I am a transplanted southerner, held captive in a Yankee territory. I have little to no clue what to do with my life. I like to read, cook and write really weird stories that may never see the light of day. I am working on that last but and hope to one day write a story worth publishing. In the mean time, I have the love and support of a lot of truly wonderful people who help me make it through the day.

Feb 23, 2009

Writing Exercise One

Time for today's exercise! YAY! This comes from this article about one of the precepts of creative writing: Show don't Tell, which is surprisingly difficult. In general, we are taught to remove ourselves from our writing and just presents the facts...especially former poly-sci majors like myself, who got reeemed for including any opinion not solidly based in fact and supported by at least three other people far more important then ourselves.

In that form of writing though, removing yourself from the actual story preserves objectivity and allows for a clearer view of the "big picture" in creative writing this same mentality is the kiss of death. In order to write a real story that will connect to others, you have to connect to yourself without comfortable barriers of fact to insulate. I think this is why writers talk like their characters are real friends, albeit imaginary ones, because they have to feel what their characters are going through on a very real level, one which I have NOT mastered. So onto practice!
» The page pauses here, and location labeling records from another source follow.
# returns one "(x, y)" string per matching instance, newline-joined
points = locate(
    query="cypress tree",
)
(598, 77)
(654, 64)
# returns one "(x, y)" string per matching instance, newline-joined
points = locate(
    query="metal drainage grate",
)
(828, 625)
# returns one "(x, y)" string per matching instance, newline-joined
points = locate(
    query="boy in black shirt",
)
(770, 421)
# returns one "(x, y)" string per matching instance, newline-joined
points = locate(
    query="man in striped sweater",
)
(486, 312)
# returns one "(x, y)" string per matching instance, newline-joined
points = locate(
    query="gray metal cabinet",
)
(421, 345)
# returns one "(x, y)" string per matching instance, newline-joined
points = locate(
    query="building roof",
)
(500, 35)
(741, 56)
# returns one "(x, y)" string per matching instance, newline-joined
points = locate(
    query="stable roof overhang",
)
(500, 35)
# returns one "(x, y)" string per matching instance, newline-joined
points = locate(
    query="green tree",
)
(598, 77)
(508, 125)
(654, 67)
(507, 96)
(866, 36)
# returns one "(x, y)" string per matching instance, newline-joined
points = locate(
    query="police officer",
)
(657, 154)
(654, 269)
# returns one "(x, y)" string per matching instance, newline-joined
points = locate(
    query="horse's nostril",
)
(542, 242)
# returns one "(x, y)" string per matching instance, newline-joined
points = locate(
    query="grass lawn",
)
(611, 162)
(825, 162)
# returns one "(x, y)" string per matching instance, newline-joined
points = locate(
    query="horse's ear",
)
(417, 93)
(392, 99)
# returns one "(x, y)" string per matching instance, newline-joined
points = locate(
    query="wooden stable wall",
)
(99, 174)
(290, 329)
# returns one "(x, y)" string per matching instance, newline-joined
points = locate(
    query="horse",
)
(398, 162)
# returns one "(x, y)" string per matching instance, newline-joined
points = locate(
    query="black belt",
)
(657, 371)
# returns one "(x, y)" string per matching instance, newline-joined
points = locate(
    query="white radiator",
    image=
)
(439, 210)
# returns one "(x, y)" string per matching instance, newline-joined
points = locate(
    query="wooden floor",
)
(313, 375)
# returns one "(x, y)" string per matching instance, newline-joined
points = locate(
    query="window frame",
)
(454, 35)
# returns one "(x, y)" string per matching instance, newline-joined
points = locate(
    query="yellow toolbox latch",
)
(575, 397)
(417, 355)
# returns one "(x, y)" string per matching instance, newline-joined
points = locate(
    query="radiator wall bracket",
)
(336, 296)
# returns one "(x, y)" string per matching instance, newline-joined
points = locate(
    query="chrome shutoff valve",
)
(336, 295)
Writing Exercise: Take this phrase: "It was hot." Rewrite it without the word
was. Better yet, don't even use the word hot. Think of all the things you can
use to describe heat. Make a list, if you want. Write a few sentences that SHOW
the weather is hot.

She stopped to perch on a sun-baked rock protruding from the earth, yanking the canteen from her waist as she did. She gulped water that tasted much closer to ambrosia and plotted her next move. Wildcats had been spotted in the area and she had to protect her cattle and horses from becoming dinner, but it was almost noon and the flat plains provided no relief from the high sun. She mopped sweat off of her forehead with the kerchief in her back pocket and decided to find some shade and wait until the sun sank a little lower in the sky before she resumed trying to kill herself looking for cats that had probably already gone on their way.